Les Français peuvent se rendre en Belgique, mais uniquement dans les centres de Bruxelles et de Liège, qui sont les seuls à admettre les couples étrangers. La moitié des demandes de GPA seraient faites par des Français.

La rédaction vous recommande

Comme expliqué plus haut, la Belgique n’offre pour l’instant aucune garantie légale. Si vous désirez vous informer sur les pays qui ont autorisé la GPA par une législation spécifique, suivez le lien suivant : Dans quels pays la GPA est-elle légale?

En Belgique, la mère porteuse est obligatoirement motivée par des raisons solidaires ou affectives. Pour en savoir plus sur la GPA altruiste, cliquez ici : Gestation pour autrui altruiste.

Par ailleurs, l’incapacité médicale à mener une grossesse à terme doit être démontrée. Vous voulez connaître les contre-indications médicales à la grossesse ? Consultez Indications de la GPA.

Pour comprendre les différences entre GPA partielle et GPA totale, vous pouvez lire notre article Types de gestation pour autrui.

2 commentaires

  1. avatar
    pleinelune81

    J’ai subi une hystérectomie totale à cause d’un cancer il y a 3 ans. Par chance, il n’y a plus de traces de cellules cancéreuses et je peux recommencer à penser à mon avenir… et à mon rêve de petite fille de devenir un jour maman ! Vous comprenez bien que, malheureusement, la grossesse, pour moi, c’est terminé.

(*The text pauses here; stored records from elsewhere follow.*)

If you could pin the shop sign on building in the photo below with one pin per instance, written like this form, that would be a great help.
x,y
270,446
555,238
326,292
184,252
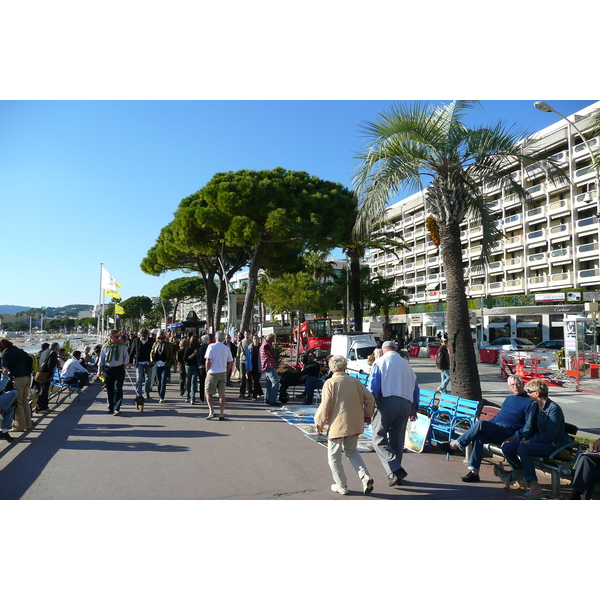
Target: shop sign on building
x,y
550,297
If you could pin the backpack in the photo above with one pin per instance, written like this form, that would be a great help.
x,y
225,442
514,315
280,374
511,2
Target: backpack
x,y
33,362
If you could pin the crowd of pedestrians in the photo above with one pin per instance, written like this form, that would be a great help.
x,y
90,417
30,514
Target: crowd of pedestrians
x,y
528,425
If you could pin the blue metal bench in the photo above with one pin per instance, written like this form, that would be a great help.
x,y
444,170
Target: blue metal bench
x,y
452,413
427,401
71,384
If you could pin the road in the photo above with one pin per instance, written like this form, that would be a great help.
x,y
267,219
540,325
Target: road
x,y
170,451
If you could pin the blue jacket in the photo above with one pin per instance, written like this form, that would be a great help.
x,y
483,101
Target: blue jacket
x,y
249,358
546,425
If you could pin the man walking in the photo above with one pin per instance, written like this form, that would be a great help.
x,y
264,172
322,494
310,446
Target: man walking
x,y
393,383
140,357
48,361
510,419
246,376
233,349
269,367
114,356
218,363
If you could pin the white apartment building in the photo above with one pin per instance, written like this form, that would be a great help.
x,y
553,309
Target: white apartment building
x,y
544,248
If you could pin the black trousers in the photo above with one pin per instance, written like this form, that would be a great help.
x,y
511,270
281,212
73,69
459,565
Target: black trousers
x,y
246,380
115,376
256,388
587,474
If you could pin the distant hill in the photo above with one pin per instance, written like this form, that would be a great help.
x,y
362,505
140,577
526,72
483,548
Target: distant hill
x,y
10,309
71,310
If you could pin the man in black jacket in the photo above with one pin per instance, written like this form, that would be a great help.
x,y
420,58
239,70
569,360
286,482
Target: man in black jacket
x,y
311,369
48,362
18,362
139,355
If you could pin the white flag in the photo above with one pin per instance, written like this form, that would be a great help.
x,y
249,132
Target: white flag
x,y
107,281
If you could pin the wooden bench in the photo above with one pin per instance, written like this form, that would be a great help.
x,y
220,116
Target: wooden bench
x,y
452,413
559,465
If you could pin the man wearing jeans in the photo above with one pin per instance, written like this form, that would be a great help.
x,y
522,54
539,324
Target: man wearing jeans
x,y
218,363
269,367
140,357
394,385
510,419
114,356
162,356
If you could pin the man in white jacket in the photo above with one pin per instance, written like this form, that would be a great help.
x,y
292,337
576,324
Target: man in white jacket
x,y
394,385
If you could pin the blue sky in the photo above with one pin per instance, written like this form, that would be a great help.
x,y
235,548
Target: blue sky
x,y
90,182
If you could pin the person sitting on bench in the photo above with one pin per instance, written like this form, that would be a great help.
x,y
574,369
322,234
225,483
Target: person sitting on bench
x,y
543,433
311,369
73,369
586,475
511,418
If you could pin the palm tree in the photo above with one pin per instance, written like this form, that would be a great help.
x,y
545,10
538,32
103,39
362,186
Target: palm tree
x,y
421,142
381,294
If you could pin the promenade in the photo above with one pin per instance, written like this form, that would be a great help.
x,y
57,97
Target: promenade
x,y
171,452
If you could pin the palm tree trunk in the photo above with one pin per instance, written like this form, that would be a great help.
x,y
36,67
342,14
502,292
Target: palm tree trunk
x,y
355,291
248,309
463,362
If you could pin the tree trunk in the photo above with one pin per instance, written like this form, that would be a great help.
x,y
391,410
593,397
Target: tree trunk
x,y
220,302
463,361
355,291
248,309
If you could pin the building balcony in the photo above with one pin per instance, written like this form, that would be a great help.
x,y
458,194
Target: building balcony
x,y
535,283
536,215
536,191
589,224
560,232
560,256
513,222
513,285
582,149
513,242
536,237
589,276
559,207
584,174
561,279
587,250
476,232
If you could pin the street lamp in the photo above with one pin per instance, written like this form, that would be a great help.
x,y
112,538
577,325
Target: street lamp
x,y
545,107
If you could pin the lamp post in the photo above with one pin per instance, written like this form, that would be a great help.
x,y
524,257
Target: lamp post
x,y
545,107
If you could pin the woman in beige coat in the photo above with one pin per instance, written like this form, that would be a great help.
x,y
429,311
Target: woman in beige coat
x,y
346,405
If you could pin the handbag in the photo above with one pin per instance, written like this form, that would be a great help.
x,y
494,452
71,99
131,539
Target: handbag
x,y
41,377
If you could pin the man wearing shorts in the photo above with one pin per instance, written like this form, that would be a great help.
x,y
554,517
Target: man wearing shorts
x,y
218,362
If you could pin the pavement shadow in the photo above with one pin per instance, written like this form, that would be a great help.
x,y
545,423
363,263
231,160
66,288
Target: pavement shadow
x,y
55,431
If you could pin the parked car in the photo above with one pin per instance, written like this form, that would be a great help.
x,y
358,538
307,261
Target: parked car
x,y
511,344
552,346
426,341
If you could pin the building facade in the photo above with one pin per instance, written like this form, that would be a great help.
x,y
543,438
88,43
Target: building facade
x,y
552,244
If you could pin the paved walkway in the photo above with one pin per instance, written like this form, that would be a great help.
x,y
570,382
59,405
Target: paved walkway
x,y
170,451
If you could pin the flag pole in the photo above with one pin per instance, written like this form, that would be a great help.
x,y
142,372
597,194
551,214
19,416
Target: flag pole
x,y
100,310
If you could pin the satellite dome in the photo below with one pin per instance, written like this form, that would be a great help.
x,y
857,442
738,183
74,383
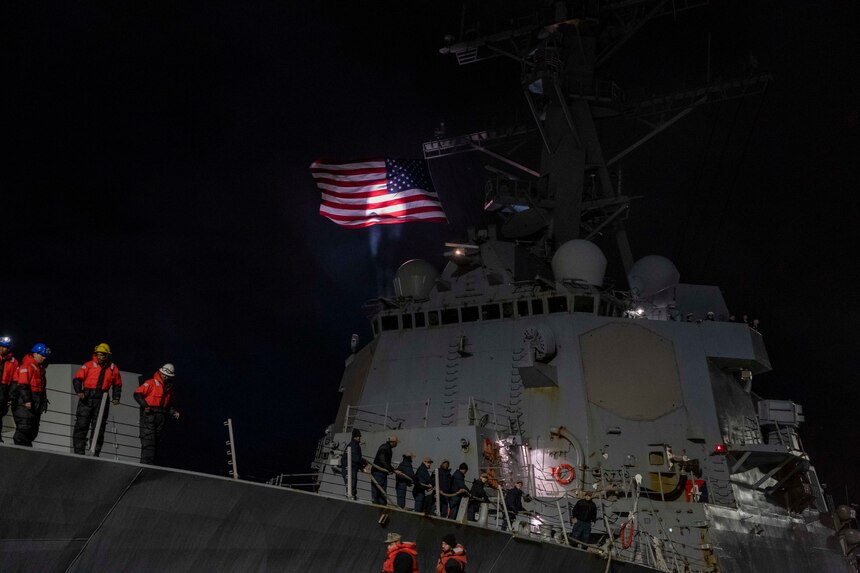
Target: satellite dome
x,y
652,274
579,260
415,279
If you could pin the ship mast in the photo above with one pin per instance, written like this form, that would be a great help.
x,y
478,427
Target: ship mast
x,y
574,192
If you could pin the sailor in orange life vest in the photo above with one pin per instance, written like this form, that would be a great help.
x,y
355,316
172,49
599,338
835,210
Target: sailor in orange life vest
x,y
155,397
453,556
91,382
8,368
402,555
30,396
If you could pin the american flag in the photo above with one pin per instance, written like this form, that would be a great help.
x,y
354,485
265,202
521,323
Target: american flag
x,y
377,192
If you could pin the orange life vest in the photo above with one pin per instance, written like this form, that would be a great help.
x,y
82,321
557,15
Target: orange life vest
x,y
91,371
8,369
154,392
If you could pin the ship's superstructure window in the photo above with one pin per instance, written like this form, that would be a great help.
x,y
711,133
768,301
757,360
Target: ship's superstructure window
x,y
469,313
522,308
493,311
389,322
557,304
490,312
450,316
583,303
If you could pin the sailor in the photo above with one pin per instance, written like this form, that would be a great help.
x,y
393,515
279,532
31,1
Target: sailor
x,y
29,396
405,478
155,397
423,489
8,367
477,496
453,556
585,512
358,463
92,381
381,468
513,503
458,490
402,555
444,471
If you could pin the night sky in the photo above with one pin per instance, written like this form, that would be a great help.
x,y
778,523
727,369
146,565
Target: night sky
x,y
156,194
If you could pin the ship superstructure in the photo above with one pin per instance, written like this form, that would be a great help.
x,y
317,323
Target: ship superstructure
x,y
520,360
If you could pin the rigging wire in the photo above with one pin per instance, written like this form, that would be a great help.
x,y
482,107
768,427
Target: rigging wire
x,y
722,154
682,241
733,185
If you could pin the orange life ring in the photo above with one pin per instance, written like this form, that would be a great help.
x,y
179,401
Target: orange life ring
x,y
625,543
568,472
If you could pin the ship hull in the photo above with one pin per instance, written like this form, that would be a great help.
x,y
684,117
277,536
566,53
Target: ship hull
x,y
70,513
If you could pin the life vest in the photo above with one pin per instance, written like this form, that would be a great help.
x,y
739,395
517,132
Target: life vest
x,y
90,373
457,554
8,367
154,392
31,374
407,547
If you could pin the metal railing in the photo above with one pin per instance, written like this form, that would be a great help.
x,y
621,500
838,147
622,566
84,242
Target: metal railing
x,y
387,416
121,438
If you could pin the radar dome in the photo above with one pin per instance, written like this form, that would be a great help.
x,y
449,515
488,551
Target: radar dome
x,y
415,279
652,274
579,260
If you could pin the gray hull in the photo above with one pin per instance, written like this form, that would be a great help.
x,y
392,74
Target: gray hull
x,y
68,513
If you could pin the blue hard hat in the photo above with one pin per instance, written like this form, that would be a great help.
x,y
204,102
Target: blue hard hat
x,y
41,349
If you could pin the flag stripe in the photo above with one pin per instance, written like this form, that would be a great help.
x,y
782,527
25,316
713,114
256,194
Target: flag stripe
x,y
377,207
431,211
374,197
377,221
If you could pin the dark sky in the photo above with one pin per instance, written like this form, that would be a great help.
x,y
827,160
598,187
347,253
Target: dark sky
x,y
155,194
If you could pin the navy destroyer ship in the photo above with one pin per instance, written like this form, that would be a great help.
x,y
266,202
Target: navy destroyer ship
x,y
523,361
518,358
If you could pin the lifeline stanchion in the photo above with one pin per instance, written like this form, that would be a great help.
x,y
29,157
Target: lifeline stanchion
x,y
94,440
232,451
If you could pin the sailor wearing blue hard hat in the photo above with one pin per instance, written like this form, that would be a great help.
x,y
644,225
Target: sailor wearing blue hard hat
x,y
8,367
31,399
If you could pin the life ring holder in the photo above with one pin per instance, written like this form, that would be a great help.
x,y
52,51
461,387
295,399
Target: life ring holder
x,y
564,474
628,541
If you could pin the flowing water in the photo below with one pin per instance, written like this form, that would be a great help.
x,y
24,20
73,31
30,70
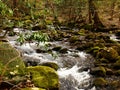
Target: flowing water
x,y
73,66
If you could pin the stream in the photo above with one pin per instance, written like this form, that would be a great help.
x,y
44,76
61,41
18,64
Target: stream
x,y
73,66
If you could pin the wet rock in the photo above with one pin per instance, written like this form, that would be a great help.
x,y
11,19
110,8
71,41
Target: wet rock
x,y
10,60
40,51
117,48
38,27
63,50
98,71
116,65
51,64
118,33
5,85
117,73
109,71
100,82
115,84
73,39
108,53
103,60
32,88
57,48
44,77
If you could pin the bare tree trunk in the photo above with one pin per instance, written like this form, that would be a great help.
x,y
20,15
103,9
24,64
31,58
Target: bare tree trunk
x,y
112,8
93,16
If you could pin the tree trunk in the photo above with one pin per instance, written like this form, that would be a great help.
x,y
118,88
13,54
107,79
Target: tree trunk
x,y
93,16
112,8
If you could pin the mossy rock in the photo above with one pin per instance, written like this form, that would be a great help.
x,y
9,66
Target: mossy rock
x,y
44,77
94,50
57,48
32,88
109,71
116,65
114,84
10,60
117,73
98,71
108,53
100,82
51,64
117,48
63,50
73,39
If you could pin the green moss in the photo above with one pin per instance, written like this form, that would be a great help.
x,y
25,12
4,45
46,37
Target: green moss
x,y
44,77
10,60
73,39
32,89
51,64
100,82
108,53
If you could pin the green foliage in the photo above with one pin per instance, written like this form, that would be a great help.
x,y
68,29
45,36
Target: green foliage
x,y
35,36
5,10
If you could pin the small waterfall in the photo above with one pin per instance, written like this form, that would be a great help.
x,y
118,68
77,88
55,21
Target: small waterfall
x,y
74,65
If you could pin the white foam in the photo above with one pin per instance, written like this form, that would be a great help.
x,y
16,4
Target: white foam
x,y
113,37
79,76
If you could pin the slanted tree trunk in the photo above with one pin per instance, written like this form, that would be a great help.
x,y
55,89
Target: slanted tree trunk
x,y
93,16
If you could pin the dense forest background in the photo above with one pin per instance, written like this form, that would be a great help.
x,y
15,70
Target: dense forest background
x,y
74,13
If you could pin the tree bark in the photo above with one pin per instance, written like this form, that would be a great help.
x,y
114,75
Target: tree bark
x,y
93,16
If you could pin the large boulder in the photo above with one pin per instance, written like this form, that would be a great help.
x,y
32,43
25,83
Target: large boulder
x,y
44,77
108,53
11,62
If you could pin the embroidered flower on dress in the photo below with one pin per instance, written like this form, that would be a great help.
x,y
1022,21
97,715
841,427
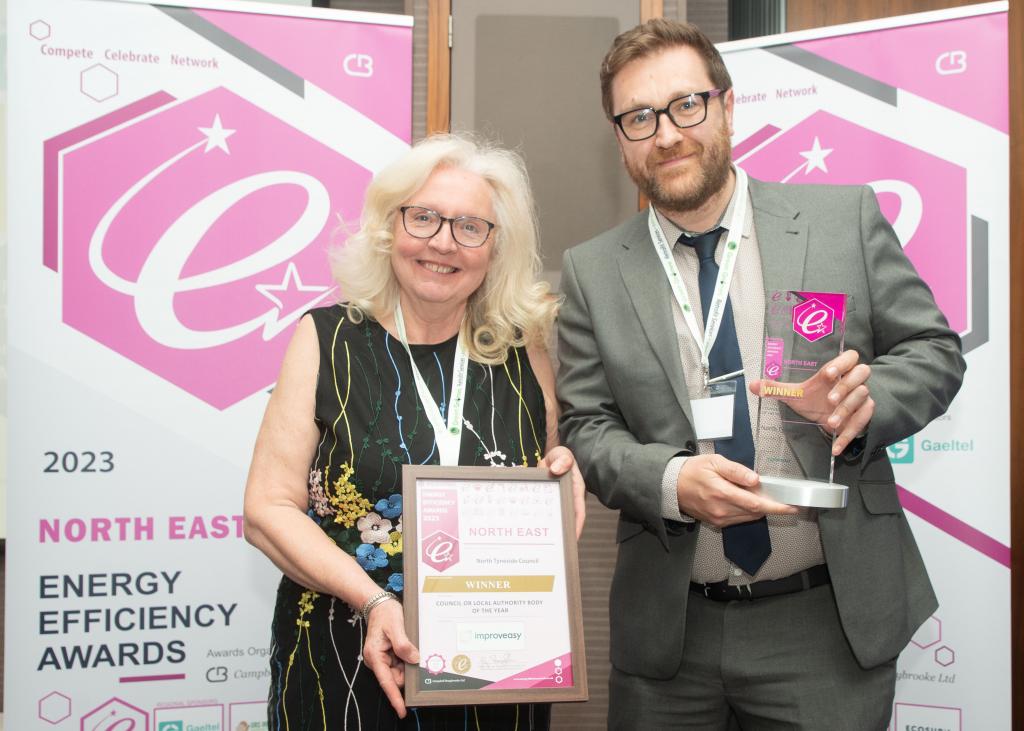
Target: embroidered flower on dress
x,y
393,546
346,499
370,557
374,528
317,500
305,607
390,508
395,583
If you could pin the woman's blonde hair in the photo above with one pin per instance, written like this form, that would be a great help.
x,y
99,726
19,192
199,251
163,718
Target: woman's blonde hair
x,y
510,307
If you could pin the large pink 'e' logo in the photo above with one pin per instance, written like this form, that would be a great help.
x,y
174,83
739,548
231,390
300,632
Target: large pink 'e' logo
x,y
813,319
194,233
440,551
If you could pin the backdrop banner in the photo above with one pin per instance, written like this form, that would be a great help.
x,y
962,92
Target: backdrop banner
x,y
176,175
918,108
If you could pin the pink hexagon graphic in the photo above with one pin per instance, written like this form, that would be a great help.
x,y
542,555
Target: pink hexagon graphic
x,y
116,715
813,319
945,656
200,245
440,551
54,707
923,196
928,634
40,30
99,83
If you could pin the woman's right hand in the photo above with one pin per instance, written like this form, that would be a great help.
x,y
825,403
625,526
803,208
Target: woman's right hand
x,y
386,650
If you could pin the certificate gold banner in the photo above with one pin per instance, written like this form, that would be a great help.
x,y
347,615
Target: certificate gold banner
x,y
455,585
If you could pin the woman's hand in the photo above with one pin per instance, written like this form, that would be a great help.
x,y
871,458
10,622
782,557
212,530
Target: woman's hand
x,y
559,460
386,650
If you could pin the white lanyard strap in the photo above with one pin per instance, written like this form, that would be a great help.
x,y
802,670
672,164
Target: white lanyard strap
x,y
446,436
713,317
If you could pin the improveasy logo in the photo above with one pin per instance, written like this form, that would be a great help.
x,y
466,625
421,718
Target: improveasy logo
x,y
190,234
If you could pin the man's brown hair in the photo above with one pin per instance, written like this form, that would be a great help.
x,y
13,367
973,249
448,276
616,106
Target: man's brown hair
x,y
651,37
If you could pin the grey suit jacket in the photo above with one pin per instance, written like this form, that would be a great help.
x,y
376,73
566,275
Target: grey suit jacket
x,y
626,412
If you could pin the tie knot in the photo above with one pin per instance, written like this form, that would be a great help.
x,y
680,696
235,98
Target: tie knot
x,y
705,244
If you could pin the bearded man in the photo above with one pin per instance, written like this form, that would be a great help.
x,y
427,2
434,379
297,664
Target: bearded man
x,y
729,609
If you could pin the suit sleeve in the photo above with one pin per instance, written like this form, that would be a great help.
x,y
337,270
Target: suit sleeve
x,y
624,473
918,366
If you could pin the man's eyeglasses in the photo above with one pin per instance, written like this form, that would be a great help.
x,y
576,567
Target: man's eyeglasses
x,y
422,222
685,112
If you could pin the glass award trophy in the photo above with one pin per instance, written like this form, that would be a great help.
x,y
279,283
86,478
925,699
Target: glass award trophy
x,y
803,332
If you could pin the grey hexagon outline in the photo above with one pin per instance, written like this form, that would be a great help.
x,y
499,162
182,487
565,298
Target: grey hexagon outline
x,y
49,30
117,82
39,710
937,640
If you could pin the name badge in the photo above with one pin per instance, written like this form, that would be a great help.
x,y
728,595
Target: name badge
x,y
713,416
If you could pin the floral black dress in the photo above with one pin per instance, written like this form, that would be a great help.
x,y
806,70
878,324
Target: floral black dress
x,y
371,423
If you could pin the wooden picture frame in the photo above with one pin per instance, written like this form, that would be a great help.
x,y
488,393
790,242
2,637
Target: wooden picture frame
x,y
510,630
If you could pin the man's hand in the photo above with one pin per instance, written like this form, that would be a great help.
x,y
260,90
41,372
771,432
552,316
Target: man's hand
x,y
837,397
386,650
718,491
559,461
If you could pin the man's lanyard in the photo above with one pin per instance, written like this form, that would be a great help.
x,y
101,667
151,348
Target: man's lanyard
x,y
448,437
713,318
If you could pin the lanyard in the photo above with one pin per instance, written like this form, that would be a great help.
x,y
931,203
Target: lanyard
x,y
448,437
713,318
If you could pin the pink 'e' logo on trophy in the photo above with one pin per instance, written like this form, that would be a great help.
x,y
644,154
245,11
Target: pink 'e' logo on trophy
x,y
190,234
813,319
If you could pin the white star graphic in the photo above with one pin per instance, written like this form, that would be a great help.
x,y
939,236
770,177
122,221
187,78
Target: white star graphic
x,y
216,135
276,321
816,158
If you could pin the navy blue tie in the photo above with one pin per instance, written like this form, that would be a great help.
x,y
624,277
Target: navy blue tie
x,y
747,545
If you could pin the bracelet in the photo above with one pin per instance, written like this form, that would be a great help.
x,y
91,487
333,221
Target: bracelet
x,y
373,601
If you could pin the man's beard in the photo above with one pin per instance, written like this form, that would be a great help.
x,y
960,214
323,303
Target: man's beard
x,y
715,160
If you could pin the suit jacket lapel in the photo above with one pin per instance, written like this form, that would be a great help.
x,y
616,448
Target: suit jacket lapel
x,y
781,239
648,290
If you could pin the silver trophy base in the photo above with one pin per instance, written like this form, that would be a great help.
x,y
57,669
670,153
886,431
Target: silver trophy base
x,y
807,493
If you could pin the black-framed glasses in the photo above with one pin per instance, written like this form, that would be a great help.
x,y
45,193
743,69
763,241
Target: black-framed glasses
x,y
684,112
423,222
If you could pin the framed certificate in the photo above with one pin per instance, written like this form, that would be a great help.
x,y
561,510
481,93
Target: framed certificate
x,y
492,594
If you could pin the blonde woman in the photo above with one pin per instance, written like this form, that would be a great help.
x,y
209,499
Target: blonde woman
x,y
439,281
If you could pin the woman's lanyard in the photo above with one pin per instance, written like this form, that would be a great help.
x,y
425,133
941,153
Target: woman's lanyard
x,y
448,437
713,318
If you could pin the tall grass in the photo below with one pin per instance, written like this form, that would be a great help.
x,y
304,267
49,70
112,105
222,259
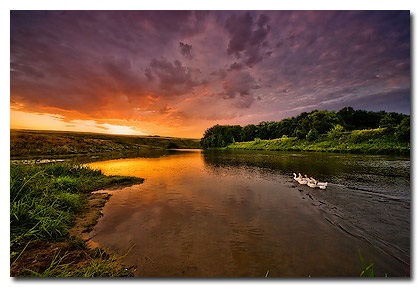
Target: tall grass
x,y
44,200
373,141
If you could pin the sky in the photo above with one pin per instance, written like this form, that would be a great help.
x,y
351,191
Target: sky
x,y
177,73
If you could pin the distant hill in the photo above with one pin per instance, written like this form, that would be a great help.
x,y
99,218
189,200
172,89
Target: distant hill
x,y
34,143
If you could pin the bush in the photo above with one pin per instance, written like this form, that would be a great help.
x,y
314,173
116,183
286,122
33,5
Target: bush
x,y
336,132
312,135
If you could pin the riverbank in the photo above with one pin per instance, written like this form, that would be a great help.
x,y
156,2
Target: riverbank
x,y
52,210
375,141
238,214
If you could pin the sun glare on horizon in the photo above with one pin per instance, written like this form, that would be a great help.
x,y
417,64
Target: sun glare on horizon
x,y
38,121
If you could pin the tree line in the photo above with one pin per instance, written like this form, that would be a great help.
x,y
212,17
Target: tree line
x,y
309,126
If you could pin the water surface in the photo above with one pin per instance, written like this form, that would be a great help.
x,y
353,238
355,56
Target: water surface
x,y
235,214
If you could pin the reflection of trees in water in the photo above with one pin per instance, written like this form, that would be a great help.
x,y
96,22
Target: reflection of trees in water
x,y
374,173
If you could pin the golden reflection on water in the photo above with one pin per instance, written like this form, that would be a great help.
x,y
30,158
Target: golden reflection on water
x,y
193,218
161,167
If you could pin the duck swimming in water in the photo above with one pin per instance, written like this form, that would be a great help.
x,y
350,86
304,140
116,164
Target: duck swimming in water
x,y
311,182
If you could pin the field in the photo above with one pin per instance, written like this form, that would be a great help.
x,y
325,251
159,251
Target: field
x,y
30,143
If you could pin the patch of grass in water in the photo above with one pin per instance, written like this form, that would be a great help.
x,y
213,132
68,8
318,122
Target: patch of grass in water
x,y
44,201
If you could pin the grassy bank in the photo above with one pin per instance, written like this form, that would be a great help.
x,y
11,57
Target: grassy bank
x,y
45,201
372,141
29,143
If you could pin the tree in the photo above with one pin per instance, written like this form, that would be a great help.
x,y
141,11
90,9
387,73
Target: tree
x,y
402,131
312,135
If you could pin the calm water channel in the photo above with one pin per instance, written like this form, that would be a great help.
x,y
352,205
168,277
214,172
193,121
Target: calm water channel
x,y
240,213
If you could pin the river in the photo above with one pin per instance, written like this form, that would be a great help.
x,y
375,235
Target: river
x,y
240,214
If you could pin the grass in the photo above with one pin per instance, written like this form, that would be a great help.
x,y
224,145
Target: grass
x,y
44,202
375,141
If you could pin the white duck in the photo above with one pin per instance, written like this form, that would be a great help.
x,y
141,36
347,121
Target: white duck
x,y
302,180
311,184
322,185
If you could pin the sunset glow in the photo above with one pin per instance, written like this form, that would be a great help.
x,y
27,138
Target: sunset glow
x,y
176,73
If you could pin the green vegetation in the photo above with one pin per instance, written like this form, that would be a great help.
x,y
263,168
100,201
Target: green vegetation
x,y
27,143
345,131
45,200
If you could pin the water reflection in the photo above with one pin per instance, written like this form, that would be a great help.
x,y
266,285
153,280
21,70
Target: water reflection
x,y
237,214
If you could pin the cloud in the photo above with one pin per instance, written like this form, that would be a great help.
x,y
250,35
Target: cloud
x,y
247,37
238,85
174,78
186,50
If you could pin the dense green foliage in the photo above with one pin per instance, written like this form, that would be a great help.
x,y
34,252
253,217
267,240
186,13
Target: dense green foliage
x,y
372,141
348,130
44,200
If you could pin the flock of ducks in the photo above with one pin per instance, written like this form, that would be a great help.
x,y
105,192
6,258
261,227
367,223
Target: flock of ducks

    Mais je suis une battante et je ne renonce pas si facilement, surtout après mon expérience… Mon mari aussi veut une famille, alors nous avons pensé à la GPA. Comme il est belge, nous avons tout naturellement pensé à la Belgique.

    J’aimerai savoir s’il y a des cliniques privées qui pratiquent la GPA en Belgique.

    Merci d’avance

    • avatar
      Isabelle GuttonSpécialiste en gestation pour autrui

      Bonjour pleinelune81,

      Effectivement, il est possible de passer par des cliniques privées, mais vous devez savoir qu’elles ne disposent pas forcément d’un comité d’éthique aussi rigoureux que dans les centres publics. Cela peut être un avantage si tout se passe bien, mais en cas d’imprévus et en l’absence d’une régulation officielle sur la GPA en Belgique, vous ne disposerez pas de garanties. C’est pour cela que nous ne conseillons jamais une destination qui ne dispose pas d’une loi favorable à la réalisation de la gestation pour autrui.

      Quelle que soit votre décision finale, je vous souhaite bonne chance dans votre projet de maternité.